Die Menschen der Generation Z, also die Geburtenjahrgänge 1995 bis 2010, stehen jetzt zwischen Schulabschluss und den ersten Jahren im Berufsleben. Die häufig „junge Wilde“ Genannten werden die Zukunft unserer Gesellschaft, der Medienwelt und der Arbeitswelt entscheidend beeinflussen.
Diese Teens und Twens sind mit digitalen Devices groß geworden: Die Gen Z nimmt technische Neuerungen nicht mehr als Umbruch wahr. VR-Brille auf und rein ins immersive Geschehen – ihren natürlichen Umgang mit virtuellen Welten will das XR HUB Bavaria mit einem XR LAB in München fördern.

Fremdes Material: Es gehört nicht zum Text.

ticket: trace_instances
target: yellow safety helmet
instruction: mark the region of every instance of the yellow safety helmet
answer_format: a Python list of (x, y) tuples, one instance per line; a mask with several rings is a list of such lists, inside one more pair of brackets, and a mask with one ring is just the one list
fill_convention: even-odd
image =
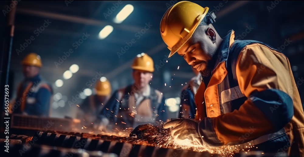
[(38, 54), (31, 53), (25, 56), (21, 62), (22, 65), (34, 66), (39, 67), (42, 66), (41, 57)]
[(136, 56), (131, 68), (152, 72), (154, 71), (154, 64), (152, 58), (146, 53), (142, 53)]
[(111, 93), (111, 84), (106, 78), (102, 77), (97, 81), (95, 86), (96, 94), (100, 96), (107, 96)]
[[(171, 51), (169, 57), (190, 38), (205, 16), (210, 18), (211, 23), (215, 22), (216, 17), (214, 13), (208, 13), (209, 10), (209, 8), (204, 8), (194, 3), (181, 1), (167, 10), (161, 22), (160, 29), (163, 40)], [(209, 24), (209, 21), (205, 21), (202, 25)]]

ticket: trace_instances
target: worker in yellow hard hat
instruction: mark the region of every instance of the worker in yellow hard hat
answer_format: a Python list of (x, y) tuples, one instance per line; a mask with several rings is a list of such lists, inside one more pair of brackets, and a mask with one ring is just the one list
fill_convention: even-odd
[(101, 77), (97, 81), (94, 90), (96, 94), (86, 98), (80, 105), (77, 115), (86, 126), (91, 126), (91, 123), (95, 122), (98, 113), (109, 100), (112, 92), (110, 81), (105, 77)]
[(134, 83), (112, 95), (99, 115), (101, 128), (120, 131), (166, 120), (164, 95), (149, 84), (154, 71), (152, 58), (146, 53), (138, 55), (131, 68)]
[(180, 2), (161, 19), (169, 57), (178, 53), (203, 76), (195, 120), (174, 120), (164, 127), (173, 127), (177, 142), (265, 152), (284, 148), (304, 156), (304, 113), (288, 59), (263, 42), (235, 40), (233, 30), (221, 38), (209, 10)]
[(13, 113), (49, 116), (51, 84), (40, 74), (42, 66), (40, 56), (31, 53), (22, 61), (25, 78), (19, 84), (17, 97), (12, 107)]

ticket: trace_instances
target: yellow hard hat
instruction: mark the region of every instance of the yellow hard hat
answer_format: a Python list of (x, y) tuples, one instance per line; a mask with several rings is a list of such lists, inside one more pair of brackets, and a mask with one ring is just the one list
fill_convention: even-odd
[(152, 72), (154, 71), (154, 64), (152, 58), (147, 54), (142, 53), (137, 55), (133, 64), (132, 69), (140, 70)]
[(21, 62), (22, 65), (31, 65), (41, 67), (42, 63), (41, 62), (41, 57), (38, 54), (31, 53), (25, 56)]
[(97, 81), (95, 89), (96, 94), (98, 95), (107, 96), (111, 93), (111, 84), (106, 78), (102, 77)]
[[(161, 22), (161, 37), (171, 52), (169, 57), (175, 53), (189, 39), (208, 13), (209, 8), (188, 1), (178, 2), (169, 8)], [(212, 17), (216, 17), (212, 13)]]

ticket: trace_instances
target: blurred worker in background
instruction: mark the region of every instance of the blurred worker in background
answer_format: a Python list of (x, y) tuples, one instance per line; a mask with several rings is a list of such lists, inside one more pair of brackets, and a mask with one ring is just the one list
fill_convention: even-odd
[(199, 72), (192, 68), (196, 76), (191, 78), (188, 85), (183, 88), (181, 94), (181, 105), (178, 117), (194, 119), (195, 118), (196, 105), (194, 95), (202, 82), (202, 75)]
[(111, 84), (105, 77), (102, 77), (95, 88), (96, 94), (87, 97), (80, 105), (77, 117), (84, 125), (89, 126), (95, 122), (98, 114), (103, 108), (111, 96)]
[(25, 78), (18, 86), (13, 113), (49, 116), (53, 90), (51, 84), (40, 74), (42, 66), (40, 56), (30, 53), (22, 64)]
[(265, 152), (287, 147), (289, 155), (304, 156), (304, 113), (288, 59), (262, 42), (235, 40), (233, 30), (222, 39), (209, 9), (180, 2), (161, 22), (169, 57), (177, 52), (203, 76), (195, 96), (199, 121), (180, 119), (164, 128), (173, 127), (178, 142)]
[(131, 67), (134, 83), (114, 92), (99, 115), (102, 127), (109, 123), (120, 130), (166, 120), (164, 95), (150, 85), (154, 71), (152, 58), (138, 55)]

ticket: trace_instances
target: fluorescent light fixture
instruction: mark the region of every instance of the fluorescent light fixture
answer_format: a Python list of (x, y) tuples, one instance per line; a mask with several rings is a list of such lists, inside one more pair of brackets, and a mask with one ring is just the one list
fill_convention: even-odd
[(60, 87), (63, 85), (63, 81), (62, 80), (58, 79), (55, 82), (55, 85), (57, 87)]
[(101, 77), (100, 78), (100, 81), (101, 82), (105, 82), (107, 80), (107, 78), (105, 77)]
[(63, 73), (63, 78), (66, 80), (70, 79), (73, 75), (73, 73), (70, 70), (67, 70)]
[(130, 4), (127, 4), (123, 7), (114, 19), (114, 22), (116, 23), (120, 23), (125, 20), (127, 17), (133, 12), (134, 7)]
[(110, 25), (107, 25), (102, 28), (99, 32), (99, 38), (101, 39), (105, 38), (113, 31), (112, 26)]
[(74, 64), (70, 67), (70, 71), (72, 73), (75, 73), (79, 70), (79, 66), (77, 64)]

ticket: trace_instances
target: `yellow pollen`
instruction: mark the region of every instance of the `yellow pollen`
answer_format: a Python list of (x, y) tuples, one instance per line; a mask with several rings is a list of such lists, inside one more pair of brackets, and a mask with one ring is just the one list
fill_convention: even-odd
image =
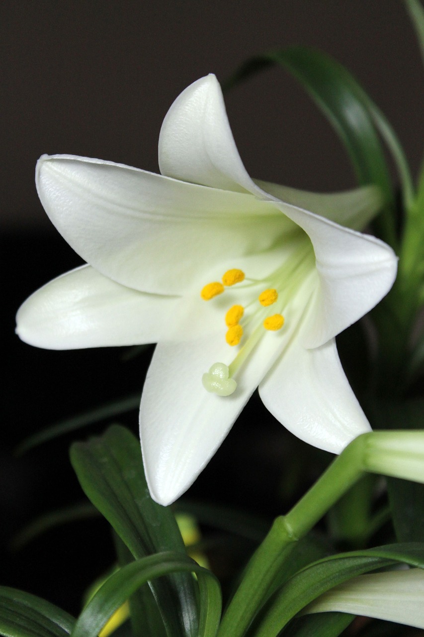
[(225, 325), (229, 327), (234, 327), (239, 322), (244, 313), (243, 305), (233, 305), (225, 315)]
[(222, 294), (223, 290), (224, 287), (222, 283), (219, 283), (218, 281), (214, 281), (213, 283), (208, 283), (207, 285), (205, 285), (202, 289), (201, 296), (204, 301), (210, 301), (214, 296)]
[(241, 325), (233, 325), (225, 334), (225, 340), (232, 347), (238, 345), (243, 335), (243, 328)]
[(222, 282), (224, 285), (234, 285), (236, 283), (241, 283), (244, 280), (244, 273), (243, 270), (233, 268), (227, 270), (222, 276)]
[(284, 325), (284, 317), (281, 314), (274, 314), (274, 316), (268, 317), (264, 321), (264, 327), (265, 329), (276, 332), (278, 329), (281, 329)]
[(268, 305), (272, 305), (272, 303), (275, 303), (278, 298), (278, 294), (277, 294), (277, 290), (274, 290), (274, 288), (271, 288), (270, 290), (264, 290), (264, 292), (261, 292), (259, 295), (259, 303), (261, 305), (267, 307)]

Leiterin Silke Schmidt geht im Interview auf die Chancen der 3-D-Welten ein.
Wie erlebt die Gen Z aus deiner Sicht die XR-Welt?
Je jünger die Menschen, desto intuitiver bewegen sie sich in virtuellen Welten und springen von der physischen in die virtuelle Realität und wieder zurück. Ich habe schon von einigen gehört, dass es für sie gar nicht wichtig ist, in welcher Welt sich etwas ereignet. Das Virtuelle und das Physische verschmelzen immer mehr. Das liegt daran, dass man sich in 3-D-Welten „präsent“ fühlt und das soziale Miteinander eine neue Dimension bekommt.
Ich habe auch schon gelesen, dass die nach 2020 Geborenen als Generation M – „M“ für „Metaverse“ – bezeichnet werden. Der Begriff hat sich allerdings noch nicht durchgesetzt, da er durch den Hype für viele nun eher negativ konnotiert ist. Wichtiger als die Begriffsdefinition ist aus meiner Sicht, was gerade passiert, nämlich der Übergang von einer 2-D- in eine 3-D-Welt.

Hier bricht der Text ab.